Logical consequences is an excellent strategy to use, so long as the consequences are respectful, and logical. The consequence must be directly related to the disrespectful behavior. Making connections between math and gym, in a student's mind, doesn't seem to work. What it does is create, in the mind of the student, how "unfair" the teacher is.
Logical consequences seems to have an "upper level" of effectiveness. It doesn't seem to be real effective with students who have major behavioral problems. Some studies have suggested that students who have major behavioral problems are not curable. They suggest designating major behavioral problems (such as instant rage, with violent behavior) as a chronic disease. They have followed students into adulthood and have not seen changes in the behavior of the people they studied. With these types of students other strategies are more effective, such as Team Planning, counseling, etc.

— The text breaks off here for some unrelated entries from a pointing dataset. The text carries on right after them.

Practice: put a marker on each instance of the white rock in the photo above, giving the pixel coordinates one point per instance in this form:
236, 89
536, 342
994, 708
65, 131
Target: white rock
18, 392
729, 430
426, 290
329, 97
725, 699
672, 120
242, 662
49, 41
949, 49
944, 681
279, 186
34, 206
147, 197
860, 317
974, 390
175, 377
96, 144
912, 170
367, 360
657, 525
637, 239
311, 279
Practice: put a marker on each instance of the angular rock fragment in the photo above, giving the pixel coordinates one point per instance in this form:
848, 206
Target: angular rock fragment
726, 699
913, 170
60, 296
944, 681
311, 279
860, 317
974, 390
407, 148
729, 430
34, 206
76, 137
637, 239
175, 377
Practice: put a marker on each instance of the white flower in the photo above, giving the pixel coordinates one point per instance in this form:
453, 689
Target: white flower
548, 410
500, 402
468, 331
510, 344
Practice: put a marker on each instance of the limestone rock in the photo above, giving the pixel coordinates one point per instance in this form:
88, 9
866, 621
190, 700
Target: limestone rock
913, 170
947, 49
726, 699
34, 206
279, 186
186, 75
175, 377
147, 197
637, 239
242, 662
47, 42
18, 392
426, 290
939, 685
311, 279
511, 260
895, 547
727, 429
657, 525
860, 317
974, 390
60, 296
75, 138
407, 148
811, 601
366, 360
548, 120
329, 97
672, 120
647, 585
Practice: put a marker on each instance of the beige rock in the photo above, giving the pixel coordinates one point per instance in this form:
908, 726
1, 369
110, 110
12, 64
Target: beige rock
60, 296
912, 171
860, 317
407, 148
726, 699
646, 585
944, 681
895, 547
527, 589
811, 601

There is a difference between punishment and a logical consequence. Punishment involves pain. Put in jail is punishment, the pain is being isolated from society, etc. A consequence is used to teach someone that there are better alternatives to choose from.
Some actions can not result in a logical consequence. Swearing at a teacher requires a set of agreed upon consequences which could include seeing the principal, phoning home, detention, etc.
The bottom line in using consequences is that the consequence must be respectful to the person receiving it. Giving a consequence that is not respectful does not teach the person to be respectful. Sometimes, before a consequence is given, other strategies must be tried.